Yaşadığınız hayatı seviyor olmanız, dünyaya sevgi, merhamet, bağışlama ve bağışlanma duygusu yaymakta olduğunuz anlamına gelir. Kendi kusurlarınızı, hangi davranışlarınızla kendi kendinizi hayal kırıklığına uğrattığınızı, kabul ettiğiniz sürece, daha derin bir anlayış keşfeder, özünüzü daha iyi benimsersiniz. Sizin kendinizin de tıpkı o yanıbaşınızdaki insan gibi, can acıtabileceğinizi, öfkelenip yüksek sesle konuşabileceğinizi ve hata yapabileceğinizi kavradığınızda o andan itibaren kendinize ve başkalarına karşı daha hoşgörülü olmaya başlarsınız.
Ebeveynlerinize, kardeşlerinize, eşinize, çocuklarınıza, ya da arkadaşlarınıza kızmış olabilirsiniz.
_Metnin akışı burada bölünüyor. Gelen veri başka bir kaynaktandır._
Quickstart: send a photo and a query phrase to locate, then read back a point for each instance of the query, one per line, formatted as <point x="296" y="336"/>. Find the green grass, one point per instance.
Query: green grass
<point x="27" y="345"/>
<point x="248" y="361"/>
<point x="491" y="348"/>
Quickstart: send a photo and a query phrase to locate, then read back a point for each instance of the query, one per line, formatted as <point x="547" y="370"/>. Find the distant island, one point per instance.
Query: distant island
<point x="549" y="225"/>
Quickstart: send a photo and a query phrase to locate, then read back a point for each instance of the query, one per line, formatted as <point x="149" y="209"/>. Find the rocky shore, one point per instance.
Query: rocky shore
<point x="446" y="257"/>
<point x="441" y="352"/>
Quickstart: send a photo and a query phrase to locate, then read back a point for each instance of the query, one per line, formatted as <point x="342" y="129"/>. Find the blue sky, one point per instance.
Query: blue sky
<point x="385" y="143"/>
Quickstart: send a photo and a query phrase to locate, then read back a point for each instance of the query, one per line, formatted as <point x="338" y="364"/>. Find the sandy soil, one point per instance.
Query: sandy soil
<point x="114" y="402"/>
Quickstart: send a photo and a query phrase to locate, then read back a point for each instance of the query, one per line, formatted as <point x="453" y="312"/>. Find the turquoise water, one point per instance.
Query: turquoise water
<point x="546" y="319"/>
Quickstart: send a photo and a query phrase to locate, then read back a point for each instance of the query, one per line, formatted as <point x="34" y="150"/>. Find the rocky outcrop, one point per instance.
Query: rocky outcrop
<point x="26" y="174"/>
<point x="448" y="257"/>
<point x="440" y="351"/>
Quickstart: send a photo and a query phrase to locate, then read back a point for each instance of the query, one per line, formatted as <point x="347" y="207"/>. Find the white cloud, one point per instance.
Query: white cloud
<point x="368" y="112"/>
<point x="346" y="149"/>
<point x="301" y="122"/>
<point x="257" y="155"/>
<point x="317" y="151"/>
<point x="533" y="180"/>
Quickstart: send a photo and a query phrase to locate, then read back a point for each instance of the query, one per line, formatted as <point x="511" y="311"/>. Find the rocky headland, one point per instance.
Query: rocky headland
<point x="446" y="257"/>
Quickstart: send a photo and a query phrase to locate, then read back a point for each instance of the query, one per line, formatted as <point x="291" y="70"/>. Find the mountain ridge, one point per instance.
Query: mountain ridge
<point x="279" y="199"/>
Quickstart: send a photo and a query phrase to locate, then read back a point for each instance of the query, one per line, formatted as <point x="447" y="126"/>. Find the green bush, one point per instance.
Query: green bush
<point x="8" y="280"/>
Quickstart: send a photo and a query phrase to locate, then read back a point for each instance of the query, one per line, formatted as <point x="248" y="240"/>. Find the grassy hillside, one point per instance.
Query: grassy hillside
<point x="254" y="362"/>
Ama gelin bununla bir yüzleşelim; geçmişi yeniden yaşayıp düzeltmelerini sağlayamazsınız; bunu onlara yaptıramazsınız . Yine de bir seçme şansınız var. Ya öfkenize sıkı sıkıya bağlı kalacak, bunun hayatınızı zehirlemesine izin verirsiniz ya da kin ve antipatilerinizi bir kenara bırakmanın bir yolunu bulursunuz.
İnsanın kendisini incitenleri bağışlaması küçük bir başarı değildir. Ancak kendinizi onların yerine koyup, söz konusu davranışlarının sebebini oluşturan çaresizliği, korkuyu, ya da bilgisizliği anladığınızda; sizin kendinizin de aynı şeyi yapabileceğinizi, belki de yapmış olduğunuzu dürüstçe gözönüne aldığınızda, bağışlamak çok daha kolay olacaktır.
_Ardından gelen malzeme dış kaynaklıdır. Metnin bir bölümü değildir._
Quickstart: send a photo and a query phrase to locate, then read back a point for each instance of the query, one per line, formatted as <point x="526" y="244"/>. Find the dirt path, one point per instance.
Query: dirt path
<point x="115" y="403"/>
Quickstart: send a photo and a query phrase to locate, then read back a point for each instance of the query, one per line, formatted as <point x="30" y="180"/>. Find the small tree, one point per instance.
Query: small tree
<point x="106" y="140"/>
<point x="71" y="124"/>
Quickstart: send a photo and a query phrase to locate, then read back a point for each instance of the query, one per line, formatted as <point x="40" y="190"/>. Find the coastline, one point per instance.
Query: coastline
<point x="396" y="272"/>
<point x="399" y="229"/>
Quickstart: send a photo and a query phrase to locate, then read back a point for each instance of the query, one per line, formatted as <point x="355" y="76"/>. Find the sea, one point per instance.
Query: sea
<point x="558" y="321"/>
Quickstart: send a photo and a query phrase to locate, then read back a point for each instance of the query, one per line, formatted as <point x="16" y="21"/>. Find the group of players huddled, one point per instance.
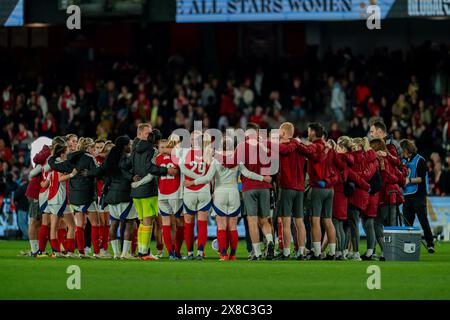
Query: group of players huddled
<point x="154" y="185"/>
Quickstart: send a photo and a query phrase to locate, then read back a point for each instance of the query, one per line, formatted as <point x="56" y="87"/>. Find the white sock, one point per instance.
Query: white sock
<point x="257" y="249"/>
<point x="115" y="246"/>
<point x="126" y="247"/>
<point x="316" y="248"/>
<point x="332" y="248"/>
<point x="34" y="244"/>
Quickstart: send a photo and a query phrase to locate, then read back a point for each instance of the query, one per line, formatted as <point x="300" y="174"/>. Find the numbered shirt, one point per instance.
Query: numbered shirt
<point x="57" y="191"/>
<point x="169" y="187"/>
<point x="193" y="167"/>
<point x="45" y="176"/>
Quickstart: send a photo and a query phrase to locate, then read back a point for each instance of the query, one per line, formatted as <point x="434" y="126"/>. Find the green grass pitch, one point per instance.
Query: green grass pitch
<point x="30" y="278"/>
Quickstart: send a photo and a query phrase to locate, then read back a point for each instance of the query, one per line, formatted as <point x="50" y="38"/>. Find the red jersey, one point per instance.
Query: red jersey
<point x="292" y="167"/>
<point x="100" y="182"/>
<point x="169" y="187"/>
<point x="194" y="162"/>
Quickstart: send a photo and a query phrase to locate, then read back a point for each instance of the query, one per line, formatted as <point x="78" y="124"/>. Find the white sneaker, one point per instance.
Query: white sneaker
<point x="356" y="257"/>
<point x="70" y="255"/>
<point x="105" y="254"/>
<point x="128" y="257"/>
Affetmeyi reddettiğinizde, kendinizi dünyadaki diğer insanlardan ayrı tutarak, sanki siz onlardan daha kusursuzmuşsunuz gibi davranmış oluyorsunuz. Bağışlayıcı olduğunuzda ise, kendinizin de mevcut bilgileri dahilinde ellerinden gelenin en iyisini yapmaya çalışan diğer insanlardan bir farkınız olmadığını kabul ettiğinizi göstermiş oluyorsunuz. Hoş görülü olmak, kalbinizi diğerlerinin acılarına açmanızı sağlar.
“Beni incitmiş olanları affediyorum ve böylece, kendimi daha özgür hissedip, daha çabuk iyileşiyorum.”